The poet Jo Shapcott has won the Costa Book of the Year award for her collection, Of Mutability. It was a surprise result for the £35,000 award, as in the run-up to last night’s award ceremony the ceramicist Edmund de Waal had been the favourite amongst the critics for his acclaimed memoir, The Hare with Amber Eyes.
The critics were not the only ones who had thought that the result of the Costa Book of the Year prize was a foregone conclusion.
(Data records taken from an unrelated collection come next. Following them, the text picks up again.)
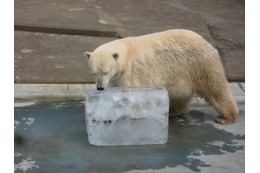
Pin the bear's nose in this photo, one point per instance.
(100, 88)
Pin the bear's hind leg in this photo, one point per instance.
(221, 99)
(178, 104)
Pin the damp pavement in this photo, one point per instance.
(50, 136)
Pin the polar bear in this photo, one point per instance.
(180, 60)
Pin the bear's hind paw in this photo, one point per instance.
(223, 120)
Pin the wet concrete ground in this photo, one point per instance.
(50, 136)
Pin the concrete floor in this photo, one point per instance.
(50, 136)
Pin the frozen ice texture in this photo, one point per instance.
(127, 116)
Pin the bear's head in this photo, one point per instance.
(106, 64)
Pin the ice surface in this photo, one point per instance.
(127, 116)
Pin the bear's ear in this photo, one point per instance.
(87, 54)
(115, 56)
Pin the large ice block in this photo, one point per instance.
(127, 116)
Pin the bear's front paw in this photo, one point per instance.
(223, 120)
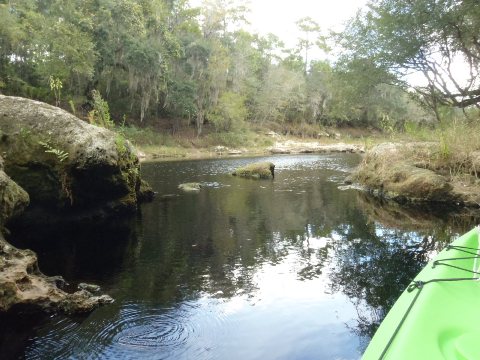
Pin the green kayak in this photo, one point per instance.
(438, 315)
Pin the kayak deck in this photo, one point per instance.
(438, 316)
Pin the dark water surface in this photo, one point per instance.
(295, 268)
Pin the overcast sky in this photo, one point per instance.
(279, 16)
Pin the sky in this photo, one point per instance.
(279, 16)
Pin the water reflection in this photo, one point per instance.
(290, 268)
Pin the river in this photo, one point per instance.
(300, 267)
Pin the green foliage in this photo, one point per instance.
(56, 86)
(100, 115)
(163, 61)
(230, 112)
(60, 154)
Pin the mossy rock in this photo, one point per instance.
(261, 170)
(13, 199)
(66, 165)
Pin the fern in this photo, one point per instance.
(61, 155)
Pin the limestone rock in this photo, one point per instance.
(65, 164)
(190, 187)
(13, 199)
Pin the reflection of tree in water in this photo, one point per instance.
(374, 264)
(374, 271)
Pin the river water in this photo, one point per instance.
(300, 267)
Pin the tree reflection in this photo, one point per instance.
(375, 261)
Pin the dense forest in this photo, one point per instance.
(166, 64)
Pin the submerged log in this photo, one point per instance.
(261, 170)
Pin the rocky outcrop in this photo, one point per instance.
(13, 199)
(190, 187)
(393, 171)
(66, 165)
(262, 170)
(21, 282)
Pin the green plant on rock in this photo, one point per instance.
(72, 106)
(61, 155)
(100, 115)
(56, 86)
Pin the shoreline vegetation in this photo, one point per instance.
(183, 82)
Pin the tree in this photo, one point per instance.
(311, 36)
(431, 37)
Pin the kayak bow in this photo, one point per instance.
(437, 316)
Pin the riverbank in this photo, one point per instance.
(418, 173)
(153, 146)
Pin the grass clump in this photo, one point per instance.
(261, 170)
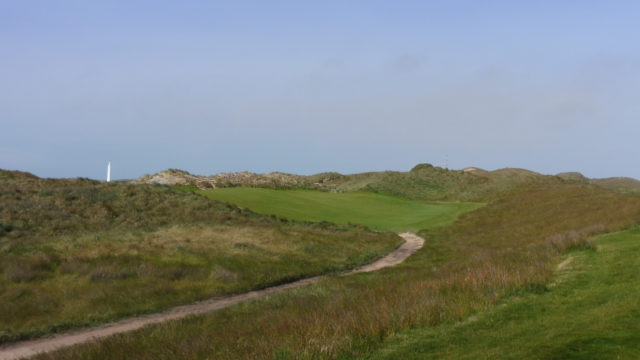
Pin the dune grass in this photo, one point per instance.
(77, 252)
(380, 212)
(506, 249)
(590, 311)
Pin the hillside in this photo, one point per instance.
(505, 250)
(618, 184)
(78, 252)
(423, 182)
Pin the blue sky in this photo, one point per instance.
(311, 86)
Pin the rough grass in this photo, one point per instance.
(381, 212)
(508, 248)
(589, 311)
(78, 252)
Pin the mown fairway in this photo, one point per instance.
(591, 311)
(76, 252)
(381, 212)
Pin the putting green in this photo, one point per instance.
(380, 212)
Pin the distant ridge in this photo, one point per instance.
(422, 182)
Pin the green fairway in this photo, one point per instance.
(591, 311)
(377, 211)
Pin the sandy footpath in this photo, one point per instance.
(29, 348)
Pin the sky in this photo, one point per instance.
(312, 86)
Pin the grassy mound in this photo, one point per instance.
(508, 248)
(77, 252)
(590, 311)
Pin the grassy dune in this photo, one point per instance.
(589, 311)
(509, 248)
(78, 252)
(381, 212)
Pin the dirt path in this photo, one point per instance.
(29, 348)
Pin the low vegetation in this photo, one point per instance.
(381, 212)
(509, 248)
(424, 182)
(78, 252)
(590, 311)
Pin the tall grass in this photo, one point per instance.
(509, 247)
(78, 252)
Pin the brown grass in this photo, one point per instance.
(508, 247)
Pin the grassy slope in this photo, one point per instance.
(591, 311)
(381, 212)
(77, 252)
(510, 247)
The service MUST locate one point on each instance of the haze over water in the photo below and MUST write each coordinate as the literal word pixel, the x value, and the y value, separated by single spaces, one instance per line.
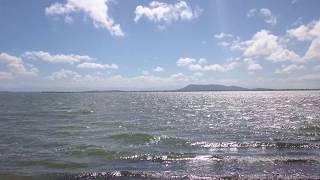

The bookmakers also had de Waal placed as a surefire winner, with William Hill last week giving odds of 13/8 for him to come away with the award, while Shapcott was given retrospectively over-generous odds of 4/1.
The chair of the judging panel, the political journalist Andrew Neil praised Of Mutability as a “special, original, compassionate, uplifting and accessible book that readers will go back to again and again.” This is the second year in a row that a poetry collection has won the Costa Book of the Year award, with Christopher Reid’s elegiac collection, A Scattering, having taken the prize for 2009.
The Costa Book of the Year is chosen from among the winners of the five £5,000 individual category awards (First Novel Award, Novel Award, Children’s Book Award, Poetry Award and Biography Award), which were announced earlier in the year.
Last night marked another success for Faber poetry, who published Of Mutability, Shapcott’s first collection for a decade. They also published Derek Walcott’s collection White Egrets, which was awarded the T S Eliot prize for poetry on Monday night.